Poi, che fosse apparecchiato o meno, avevi sempre
il tuo posto fisso per sdraiarti sul tavolo della cucina, appoggiato al muro,
proprio dove passano i tubi dell’acqua calda, e quando vedevi la nonna prendere
il telefono le saltavi in grembo e stavi lì a farti accarezzare per tutto il
tempo della telefonata.
Sei stato di conforto anche per Nonno Gigi, nei
suoi ultimi tempi, quando si muoveva sempre di meno: salivi sul divano, accanto
alla sua poltrona, e te ne stavi lì sdraiato, vicino a lui a ricevere qualche
carezza o qualche complimento, biascicato con voce sempre più malferma.
Papà e Nonna hanno chiesto al veterinario se
potevano portarti a casa per farti riposare per sempre in giardino, appena
fuori dalle nostre case, dove avevi tanto corso e dove ti sdraiavi all’ombra di
qualche pianta.
In verità la legge non lo consentirebbe però il
veterinario è stato bravo (sapete, è stato anche intervistato da Edoardo
Stoppa, sì, proprio quello di Striscia la Notizia, perché aveva mandato in
prigione un suo collega cattivo che uccideva gli animali invece di curarli) e
ha chiuso entrambi gli occhi.Così non finirai in un tetro inceneritore ma tornerai di nuovo a casa e resterai sempre con noi, piccolo grande amico, perché sarai nella terra, nelle foto e nel nostro cuore.

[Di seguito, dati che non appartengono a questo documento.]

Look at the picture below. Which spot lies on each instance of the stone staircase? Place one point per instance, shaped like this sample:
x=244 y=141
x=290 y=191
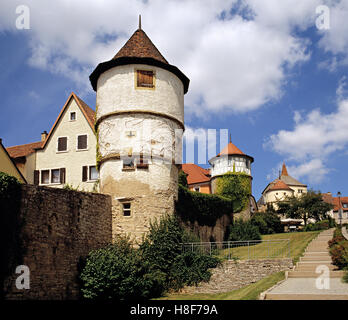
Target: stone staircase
x=301 y=282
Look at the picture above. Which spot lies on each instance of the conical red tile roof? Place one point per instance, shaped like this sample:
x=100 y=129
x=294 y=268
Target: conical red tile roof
x=230 y=149
x=280 y=185
x=139 y=45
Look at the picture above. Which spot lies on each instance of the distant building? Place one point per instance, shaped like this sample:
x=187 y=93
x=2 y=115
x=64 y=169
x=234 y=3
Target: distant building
x=65 y=155
x=281 y=188
x=230 y=160
x=8 y=166
x=338 y=203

E a me piace pensare che tu, ora, sia anche lassù, con Nonno Gigi, a giocare tra le nuvole.
Perché un amico buono ed affettuoso, che tanto sollievo ha dato a Nonna Carla, soprattutto dopo che Nonno Gigi se ne era andato, non può finire tra le fiamme, né dell’inceneritore, né dell’inferno.
E quando sarò a Galliavola e correrò in giardino ti cercherò con lo sguardo e mi sembrerà strano non vederti più. Però saprò che tu sarai sempre lì con me, sulla finestra, sul muretto, sul tavolo o nascosto tra i fiori, ad osservarmi con i soliti occhi semichiusi ma capaci di cogliere ogni più piccolo movimento.
E se per caso vedrò due nuvole che anche loro si rincorrono nel cielo, saprò che siete tu e Nonno Gigi che fate la gara per chi si accaparra la poltrona per primo.
Allora vi manderò un grosso bacio e griderò: “Monelli, non litigate, fate un po’ per uno…..!”.